In 2001, Catherine Breillat directed A ma soeur!. a film of some controversy which contains a lengthy sex scene. The making of this scene is the inspiration behind her new film. Sex is Comedy is a film about the making of a film. The director is Jeanne (Anne Parillaud), a perfectionist who is just as demanding on herself as she is on her cast and crew. But how can she film a convincingly passionate sex scene when the actor (Grégoire Colin) and actress (Roxane Mesquida, who played the same role in A ma soeur!) clearly can’t stand each other?

There have been films about the making of films many times before, from Eight and a Half and Day for Night on downwards. Sex is Comedy (oddly, an English-language title for a film entirely in French) certainly isn’t in that league, and if you know how films are made there isn’t a great deal here that you won’t have heard before. There are certainly amusing scenes, such as the actor and actress – we never learn their names – having to simulate passion on a beach in freezing cold weather. Another is the difficulties in making a prosthetic penis for the actor that fits properly. (This episode will raise a smirk for British audiences, given that the technician making the prosthetic is called Willy.) The acting is another compensation. Anne Parillaud never really took as a Hollywood leading lady in the 1990s, and as she’s now in her forties I suspect American offers dried up. So it’s nice to see her again, in a leading role, clearly more at ease when speaking her own language. Looking remarkably like Breillat, she gives a strong performance as a demanding perfectionist prepared to do what she needs to – flirt, play the martinet – to get what she wants from her cast and crew. Unfortunately she has some dialogue about the philosophy of acting and directing that might sound better in French but comes over as pretentious in English, at least as translated here. Of the remainder of the cast, only Grégoire Colin has much to do, as an actor who is good looking and knows it and plays upon it.
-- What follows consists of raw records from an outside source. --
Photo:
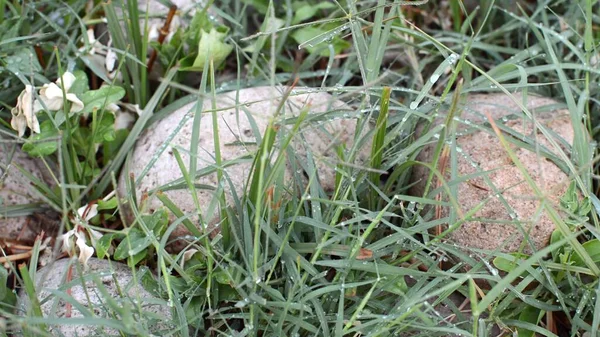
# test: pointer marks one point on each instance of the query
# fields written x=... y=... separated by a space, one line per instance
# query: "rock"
x=499 y=226
x=237 y=139
x=113 y=278
x=15 y=190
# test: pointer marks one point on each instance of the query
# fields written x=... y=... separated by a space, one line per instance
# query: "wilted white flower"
x=51 y=94
x=110 y=60
x=96 y=46
x=23 y=115
x=85 y=251
x=187 y=255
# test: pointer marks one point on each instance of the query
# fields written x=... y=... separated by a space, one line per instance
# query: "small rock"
x=481 y=151
x=237 y=142
x=15 y=190
x=103 y=278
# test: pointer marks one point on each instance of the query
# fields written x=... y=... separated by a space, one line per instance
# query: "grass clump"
x=364 y=259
Sex is Comedy has its moments, and will certainly be of interest to anyone who liked Breillat’s earlier films. But it’s a slight work, showing a talented director marking time.
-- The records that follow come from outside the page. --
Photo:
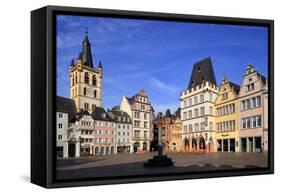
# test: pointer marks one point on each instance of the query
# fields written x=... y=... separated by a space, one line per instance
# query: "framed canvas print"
x=125 y=96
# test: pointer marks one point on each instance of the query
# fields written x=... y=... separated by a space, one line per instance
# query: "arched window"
x=86 y=78
x=95 y=93
x=94 y=80
x=85 y=90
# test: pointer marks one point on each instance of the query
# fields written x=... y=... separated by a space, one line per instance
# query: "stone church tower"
x=85 y=79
The film is transferred in the original ratio of 1.85:1 and is anamorphic. In terms of picture quality, this is up to Artificial Eye’s usual standards: I couldn’t find anything wrong with it. The film was shot in natural light with muted colours, but that seems to be a Breillat trademark. However, this means that you’d be unlikely to use this DVD to show off your TV set.
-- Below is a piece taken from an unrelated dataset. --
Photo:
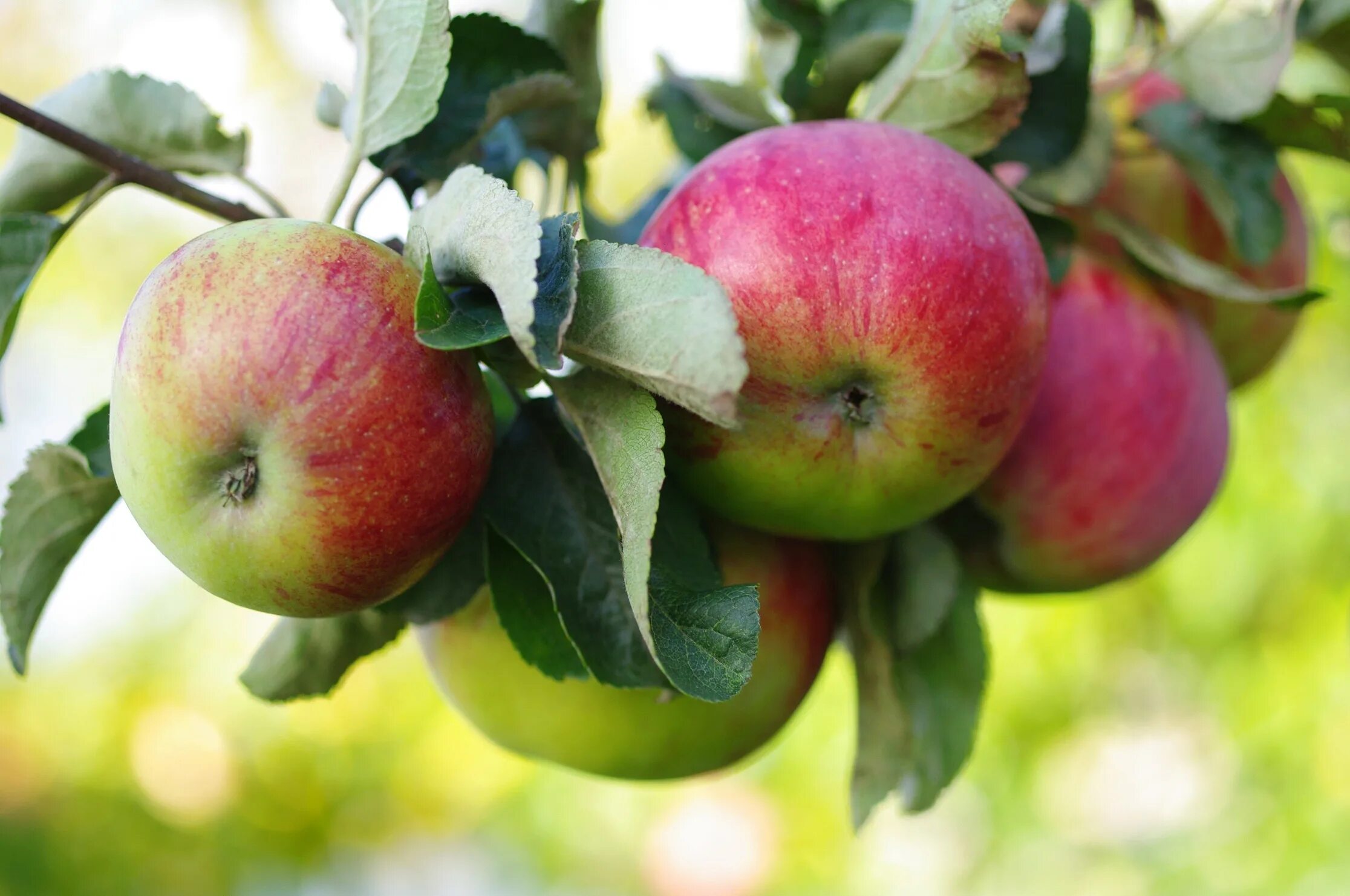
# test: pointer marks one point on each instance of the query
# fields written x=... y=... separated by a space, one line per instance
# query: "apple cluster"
x=281 y=437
Sex is Comedy had a Dolby Digital soundtrack on its release but as is more often than not the case, Artificial Eye eschew Dolby Digital 5.1 tracks in favour of 2.0 ones. This is so here: Dolby Surround, in the original French language. The film is very dialogue-driven, all to the centre channel, with the surrounds used for ambience, some direction effects such as the sea in the opening sequence, and very sparely-used music.

This DVD is encoded for Region 2 only, with optional English subtitles and twelve chapter stops.

In terms of extras, this is a basic catalogue disc with features to match. The main extra is the theatrical trailer, which is in non-anamorphic 1.85:1 and runs 1:36. It’s not especially enciting. It has a Dolby Surround soundtrack which for some reason is mixed louder than that of the main feature. The only other extra are text filmographies of Breillat, Parillaud, Colin and Mesquida. Breillat’s lists her novels and screenplay credits for other directors, but not her small number of acting roles.

Sex and Comedy can be recommended to anyone particularly interested in Breillat’s work, but is unlikely to appeal much to a wider audience. Certainly anyone expecting smut will be disappointed. This is minor Breillat, and gets a DVD release to match.